Justice Department Conducts Court-Authorized Disruption of Botnet Controlled by the Russian Federation’s Main Intelligence Directorate of the General Staff (GRU)
A January 2024 court-authorized operation has neutralized a network of hundreds of small office/home office (SOHO) routers that GRU Military Unit 26165, also known as APT 28, Sofacy Group, Forest Blizzard, Pawn Storm, Fancy Bear, and Sednit, used to conceal and otherwise enable a variety of crimes.
The Department’s court-authorized operation leveraged the Moobot malware to copy and delete stolen and malicious data and files from compromised routers. Additionally, in order to neutralize the GRU’s access to the routers until victims can mitigate the compromise and reassert full control, the operation reversibly modified the routers’ firewall rules to block remote management access to the devices, and during the course of the operation, enabled temporary collection of non-content routing information that would expose GRU attempts to thwart the operation.
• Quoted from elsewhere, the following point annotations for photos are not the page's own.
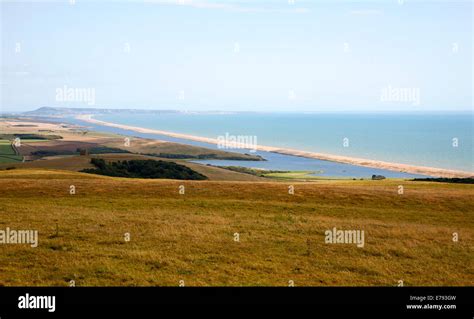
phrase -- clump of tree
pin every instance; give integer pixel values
(143, 169)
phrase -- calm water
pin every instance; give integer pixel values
(421, 139)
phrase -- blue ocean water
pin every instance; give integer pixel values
(418, 139)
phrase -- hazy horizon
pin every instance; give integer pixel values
(302, 56)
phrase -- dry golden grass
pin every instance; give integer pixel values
(191, 237)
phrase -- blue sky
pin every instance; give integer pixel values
(238, 55)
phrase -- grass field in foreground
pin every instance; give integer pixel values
(191, 237)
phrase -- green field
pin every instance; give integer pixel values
(7, 154)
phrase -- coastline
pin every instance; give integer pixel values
(406, 168)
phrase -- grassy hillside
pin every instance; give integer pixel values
(190, 237)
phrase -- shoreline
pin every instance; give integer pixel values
(405, 168)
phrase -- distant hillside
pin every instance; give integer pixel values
(62, 111)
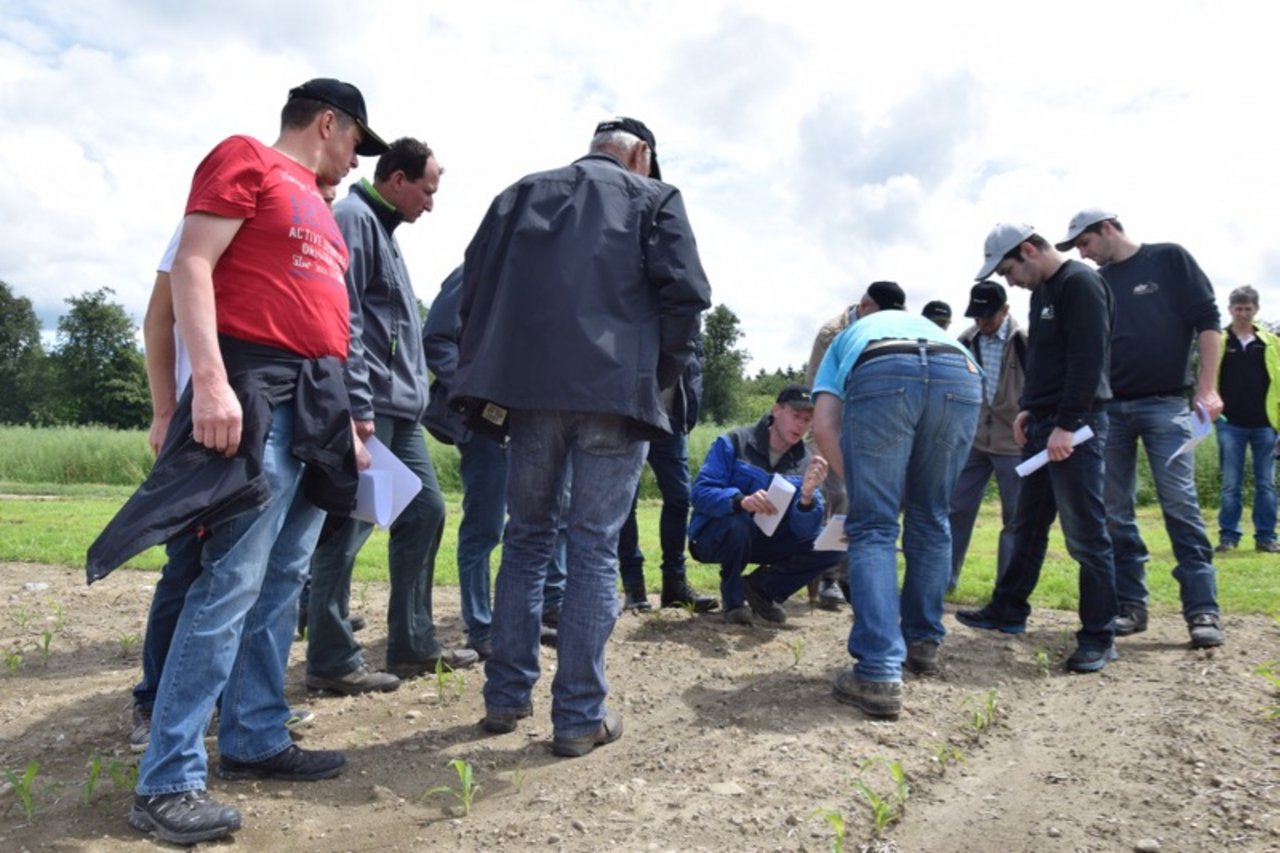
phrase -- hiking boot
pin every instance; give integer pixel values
(676, 592)
(990, 619)
(830, 596)
(504, 721)
(291, 765)
(186, 817)
(636, 600)
(1206, 630)
(762, 605)
(1132, 620)
(1091, 660)
(922, 657)
(359, 680)
(141, 734)
(874, 698)
(300, 719)
(452, 658)
(608, 731)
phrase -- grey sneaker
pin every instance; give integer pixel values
(608, 731)
(186, 817)
(874, 698)
(1132, 620)
(141, 734)
(359, 680)
(1206, 630)
(504, 721)
(762, 605)
(922, 657)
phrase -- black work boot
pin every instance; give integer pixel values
(676, 592)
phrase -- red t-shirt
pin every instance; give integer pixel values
(280, 279)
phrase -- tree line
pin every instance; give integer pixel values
(95, 372)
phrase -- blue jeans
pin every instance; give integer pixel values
(606, 470)
(181, 569)
(1074, 489)
(1162, 424)
(415, 537)
(787, 561)
(233, 635)
(668, 457)
(967, 498)
(908, 425)
(1232, 442)
(483, 466)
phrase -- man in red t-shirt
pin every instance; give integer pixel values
(257, 283)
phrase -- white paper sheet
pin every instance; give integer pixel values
(1201, 428)
(1041, 460)
(780, 496)
(832, 537)
(391, 486)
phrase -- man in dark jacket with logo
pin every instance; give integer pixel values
(732, 488)
(387, 383)
(581, 296)
(1164, 305)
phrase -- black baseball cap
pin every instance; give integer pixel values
(635, 127)
(937, 310)
(796, 396)
(986, 299)
(346, 97)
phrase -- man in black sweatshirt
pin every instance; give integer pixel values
(1065, 391)
(1164, 302)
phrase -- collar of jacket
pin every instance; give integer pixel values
(383, 209)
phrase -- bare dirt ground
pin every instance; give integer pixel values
(732, 742)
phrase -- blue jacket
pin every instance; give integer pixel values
(736, 465)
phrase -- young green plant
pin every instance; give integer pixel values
(466, 790)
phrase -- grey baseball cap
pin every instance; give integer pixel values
(1079, 222)
(1001, 240)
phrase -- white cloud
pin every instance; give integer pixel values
(818, 146)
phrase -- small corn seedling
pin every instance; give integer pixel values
(945, 755)
(1042, 662)
(836, 821)
(466, 790)
(983, 712)
(887, 808)
(24, 788)
(796, 649)
(90, 784)
(449, 683)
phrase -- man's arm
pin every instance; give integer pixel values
(828, 411)
(1210, 342)
(215, 411)
(160, 355)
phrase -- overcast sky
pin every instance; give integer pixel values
(819, 146)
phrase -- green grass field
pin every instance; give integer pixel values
(55, 524)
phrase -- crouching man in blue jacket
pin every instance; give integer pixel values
(732, 488)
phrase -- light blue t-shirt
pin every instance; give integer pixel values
(849, 345)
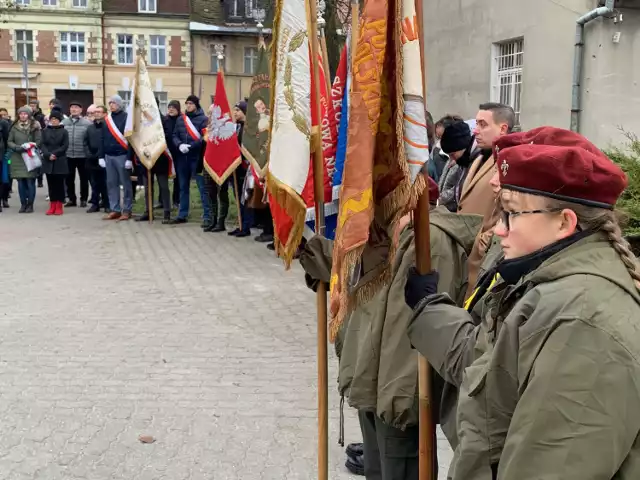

The FBI Philadelphia and Boston Field Offices and Cyber Division, U.S. Attorney’s Office for the Eastern District of Pennsylvania, and the National Security Division’s National Security Cyber Section led the disruption effort. The Criminal Division’s Computer Crime and Intellectual Property Section and Office of International Affairs, Shadowserver Foundation, Microsoft Threat Intelligence, and other partners provided valuable assistance.